Domenica sera è cominciata Hanukkah, la festa della luce secondo la tradizione ebraica.

È una delle feste più rinomate della tradizione, non tra le più importanti ma forse tra le più affascinanti visto che le città che celebrano questo momento del calendario si addobbano di luci.

Hanukkah è la festa in cui si commemora la riconsacrazione del tempio di Gerusalemme da parte dei Maccabei avvenuta nel 165 a.c. dopo che gli Elleni l’avevano profanato. Giuda Maccabeo, che aveva guidato l’operazione di ribellione contro re Antioco, ordinò che si festeggiasse per 8 giorni. Durante questo periodo di tempo la Menorah, come da rituale, sarebbe dovuta rimanere continuamente accesa, ma si trovò olio sufficiente solo per una giornata. Nonostante tutto si procedette a preparare un candelabro e ad illuminarlo. Miracolosamente l’olio bastò per otto giorni, tempo necessario a procurarne dell’altro.

In questa festa le finestre si illuminano con un menorah a nove bracci (hanukkiah). Otto candele simboleggiano gli otto giorni di festa, mentre la candela centrale (shamash – custode) serve ad accendere le altre. Ogni sera, al tramonto, viene accesa una candela in più fino ad avere la hannukkiah interamente illuminata all’ottavo giorno di festa.

Un famoso rabbino newyorkese in questi giorni ha fatto notare come l’epoca in cui è nata questa tradizione per certi versi non sia molto diversa da quella che viviamo oggi. Molto caotica, segnata da conflitti sociali, politici, economici, incertezze e inquietudine. Di fronte a tale complessità, anche il leader più esperto rischia di barcollare e mettere in dubbio le sue capacità e convinzioni. Nelle nostre organizzazioni e nella comunità più in generale, l’individuo può sentirsi impotente, infinitamente piccolo e incapace di cambiare le cose.

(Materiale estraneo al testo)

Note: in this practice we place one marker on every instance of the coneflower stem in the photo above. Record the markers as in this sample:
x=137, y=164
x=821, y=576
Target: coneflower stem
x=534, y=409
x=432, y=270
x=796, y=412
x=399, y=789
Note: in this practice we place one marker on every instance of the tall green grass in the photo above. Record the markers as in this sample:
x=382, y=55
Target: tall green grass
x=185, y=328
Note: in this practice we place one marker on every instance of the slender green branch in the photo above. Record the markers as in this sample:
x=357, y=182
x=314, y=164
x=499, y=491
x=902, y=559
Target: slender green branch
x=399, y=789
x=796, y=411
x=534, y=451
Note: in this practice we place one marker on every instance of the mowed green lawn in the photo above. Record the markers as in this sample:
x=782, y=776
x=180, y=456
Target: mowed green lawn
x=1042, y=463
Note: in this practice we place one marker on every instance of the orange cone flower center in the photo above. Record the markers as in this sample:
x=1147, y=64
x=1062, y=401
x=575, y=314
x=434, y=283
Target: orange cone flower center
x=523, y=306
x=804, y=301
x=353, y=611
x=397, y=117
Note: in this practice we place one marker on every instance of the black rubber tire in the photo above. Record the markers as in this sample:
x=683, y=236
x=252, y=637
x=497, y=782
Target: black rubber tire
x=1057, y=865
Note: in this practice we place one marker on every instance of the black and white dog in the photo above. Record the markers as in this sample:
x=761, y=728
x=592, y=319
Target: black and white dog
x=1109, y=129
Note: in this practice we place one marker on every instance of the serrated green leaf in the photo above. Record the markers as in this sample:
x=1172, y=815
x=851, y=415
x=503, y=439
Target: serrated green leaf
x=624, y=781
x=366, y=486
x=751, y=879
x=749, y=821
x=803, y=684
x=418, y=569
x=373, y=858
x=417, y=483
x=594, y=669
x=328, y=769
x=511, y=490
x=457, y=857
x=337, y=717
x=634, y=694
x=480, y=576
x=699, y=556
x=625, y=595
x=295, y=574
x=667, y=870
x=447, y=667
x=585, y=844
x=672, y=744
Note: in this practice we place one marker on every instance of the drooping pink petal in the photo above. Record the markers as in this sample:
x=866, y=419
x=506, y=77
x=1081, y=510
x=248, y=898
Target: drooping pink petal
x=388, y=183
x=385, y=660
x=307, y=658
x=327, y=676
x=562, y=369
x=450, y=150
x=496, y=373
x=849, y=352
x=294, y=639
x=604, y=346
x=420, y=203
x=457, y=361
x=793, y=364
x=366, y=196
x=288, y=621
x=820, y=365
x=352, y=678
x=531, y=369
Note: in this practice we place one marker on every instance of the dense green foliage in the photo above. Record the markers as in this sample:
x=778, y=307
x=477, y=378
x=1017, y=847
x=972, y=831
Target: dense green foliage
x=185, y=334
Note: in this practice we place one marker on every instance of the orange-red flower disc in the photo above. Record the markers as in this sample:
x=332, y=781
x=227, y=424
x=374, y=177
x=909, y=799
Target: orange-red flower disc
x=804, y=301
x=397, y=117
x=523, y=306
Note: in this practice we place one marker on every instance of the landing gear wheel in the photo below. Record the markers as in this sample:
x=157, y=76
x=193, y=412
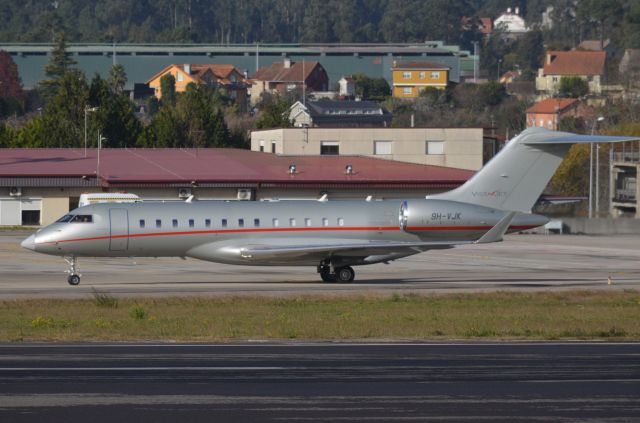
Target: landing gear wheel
x=327, y=276
x=73, y=280
x=345, y=274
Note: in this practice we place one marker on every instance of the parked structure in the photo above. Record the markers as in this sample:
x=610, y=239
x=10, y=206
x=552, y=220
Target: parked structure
x=411, y=78
x=625, y=198
x=351, y=114
x=588, y=65
x=548, y=113
x=37, y=186
x=452, y=147
x=288, y=76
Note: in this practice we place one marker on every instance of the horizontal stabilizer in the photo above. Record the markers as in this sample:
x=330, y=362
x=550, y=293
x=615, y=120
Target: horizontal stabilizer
x=496, y=233
x=578, y=139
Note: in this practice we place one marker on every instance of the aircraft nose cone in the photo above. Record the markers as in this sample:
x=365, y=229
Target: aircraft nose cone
x=29, y=243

Il miracolo di Hanukkah può essere ricordato a esempio di come un gruppo di persone, per quanto piccolo, se accomunate da medesimi valori e scopi, possano riuscire a fare la differenza e a cambiare il corso della storia.

Il rabbino M.Davidson invita a trovare un significato a ogni candela della hannukkiah accesa. Accendere una candela significa metaforicamente riconoscere la scintilla, il potenziale di chi vive attorno a noi e farsi responsabili perché non si spenga.

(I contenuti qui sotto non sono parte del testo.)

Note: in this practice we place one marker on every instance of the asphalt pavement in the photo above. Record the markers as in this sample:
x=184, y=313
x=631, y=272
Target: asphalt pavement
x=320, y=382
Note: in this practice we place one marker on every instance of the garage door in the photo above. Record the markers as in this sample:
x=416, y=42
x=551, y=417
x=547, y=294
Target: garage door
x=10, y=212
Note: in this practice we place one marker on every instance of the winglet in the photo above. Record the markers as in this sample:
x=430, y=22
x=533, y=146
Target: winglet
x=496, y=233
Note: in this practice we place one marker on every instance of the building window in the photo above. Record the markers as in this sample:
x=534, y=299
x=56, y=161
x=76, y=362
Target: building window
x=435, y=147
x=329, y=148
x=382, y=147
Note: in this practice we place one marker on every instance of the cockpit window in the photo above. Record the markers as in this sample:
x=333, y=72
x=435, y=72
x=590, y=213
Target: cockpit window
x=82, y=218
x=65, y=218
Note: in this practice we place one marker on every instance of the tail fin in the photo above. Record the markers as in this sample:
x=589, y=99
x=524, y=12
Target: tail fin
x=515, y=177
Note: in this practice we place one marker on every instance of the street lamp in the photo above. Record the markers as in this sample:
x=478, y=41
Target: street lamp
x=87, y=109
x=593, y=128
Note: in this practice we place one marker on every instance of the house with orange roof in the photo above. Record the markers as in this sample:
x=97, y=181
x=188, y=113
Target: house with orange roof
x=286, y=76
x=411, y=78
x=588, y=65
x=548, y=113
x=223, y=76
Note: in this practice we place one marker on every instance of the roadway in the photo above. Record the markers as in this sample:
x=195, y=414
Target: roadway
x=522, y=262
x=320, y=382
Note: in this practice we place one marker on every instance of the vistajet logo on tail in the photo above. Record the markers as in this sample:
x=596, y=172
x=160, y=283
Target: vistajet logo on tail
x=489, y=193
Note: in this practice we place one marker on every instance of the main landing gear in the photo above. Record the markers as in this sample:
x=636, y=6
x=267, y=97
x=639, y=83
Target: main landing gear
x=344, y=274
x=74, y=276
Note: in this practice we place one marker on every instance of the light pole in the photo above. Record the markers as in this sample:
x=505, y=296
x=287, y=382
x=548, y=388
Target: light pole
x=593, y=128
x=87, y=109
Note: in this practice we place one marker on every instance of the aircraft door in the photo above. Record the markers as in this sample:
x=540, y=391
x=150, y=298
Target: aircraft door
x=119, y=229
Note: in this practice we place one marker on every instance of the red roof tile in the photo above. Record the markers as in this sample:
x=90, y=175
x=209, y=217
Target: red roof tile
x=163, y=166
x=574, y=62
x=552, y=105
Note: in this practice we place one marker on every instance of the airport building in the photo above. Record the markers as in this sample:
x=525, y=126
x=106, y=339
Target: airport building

Dunque, prendendo spunto da M.Davidson, accendo lo shamash per la crescita personale mia e di tutti coloro che lavorano con le organizzazioni provando a portare una prospettiva nuova.

La prima candela l’accendo per chi riesce oggi si impegna a fare impresa in modo “sano”, sostenibile, avendo cura di tutte le persone coinvolte.

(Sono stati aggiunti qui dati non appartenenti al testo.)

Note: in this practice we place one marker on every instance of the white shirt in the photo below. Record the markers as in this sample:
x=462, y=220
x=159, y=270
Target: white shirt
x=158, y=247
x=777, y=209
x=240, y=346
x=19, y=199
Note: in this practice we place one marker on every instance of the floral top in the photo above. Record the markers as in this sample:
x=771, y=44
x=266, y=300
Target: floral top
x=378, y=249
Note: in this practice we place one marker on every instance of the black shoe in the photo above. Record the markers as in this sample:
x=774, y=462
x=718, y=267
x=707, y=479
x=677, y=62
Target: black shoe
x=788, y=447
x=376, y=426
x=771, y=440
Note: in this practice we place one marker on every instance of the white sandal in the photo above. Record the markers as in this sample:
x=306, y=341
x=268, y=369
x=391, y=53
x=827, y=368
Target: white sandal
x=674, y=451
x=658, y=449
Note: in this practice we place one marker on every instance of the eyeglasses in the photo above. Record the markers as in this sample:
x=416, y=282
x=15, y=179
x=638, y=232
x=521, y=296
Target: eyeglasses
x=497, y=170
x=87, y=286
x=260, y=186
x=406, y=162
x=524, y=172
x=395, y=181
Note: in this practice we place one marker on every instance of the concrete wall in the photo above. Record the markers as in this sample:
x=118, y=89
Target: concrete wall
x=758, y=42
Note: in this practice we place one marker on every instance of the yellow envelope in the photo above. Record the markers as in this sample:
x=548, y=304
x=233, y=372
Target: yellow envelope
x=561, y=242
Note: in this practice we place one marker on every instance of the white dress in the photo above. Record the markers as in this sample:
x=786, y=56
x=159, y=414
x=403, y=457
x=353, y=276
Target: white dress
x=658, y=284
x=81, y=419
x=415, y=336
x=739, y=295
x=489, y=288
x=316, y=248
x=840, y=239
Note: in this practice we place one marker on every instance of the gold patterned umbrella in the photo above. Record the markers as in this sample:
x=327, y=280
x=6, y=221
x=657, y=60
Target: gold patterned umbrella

La seconda candela l’accendo per quei giovani che desidererebbero portare il loro contributo e mettersi in gioco, ma che sono  bistrattati da organizzazioni in cui non trovano percorsi di crescita, ma solo parcheggi momentanei.

La terza candela la accendo per i più senior la cui esperienza e saggezza viene spesso messa da parte perché considerata non utile ad affrontare le sfide presenti.

La quarta candela è per chi si trova disoccupato a causa di un sistema che fa fatica a riqualificare chi non ha le competenze necessarie alle organizzazioni.

La quinta candela è per quei lavoratori che vivono con l’incertezza di tornare a casa la sera ancora sani.

La sesta candela è per chi è imprenditore, il cui peso delle responsabilità viene spesso sottovalutato.

La settima candela è per chi viene discriminato sul luogo di lavoro.

L’ottava candela è per chi non viene valorizzato adeguatamente per il lavoro che svolge.

E voi? Per chi accendereste i bracci della menorah?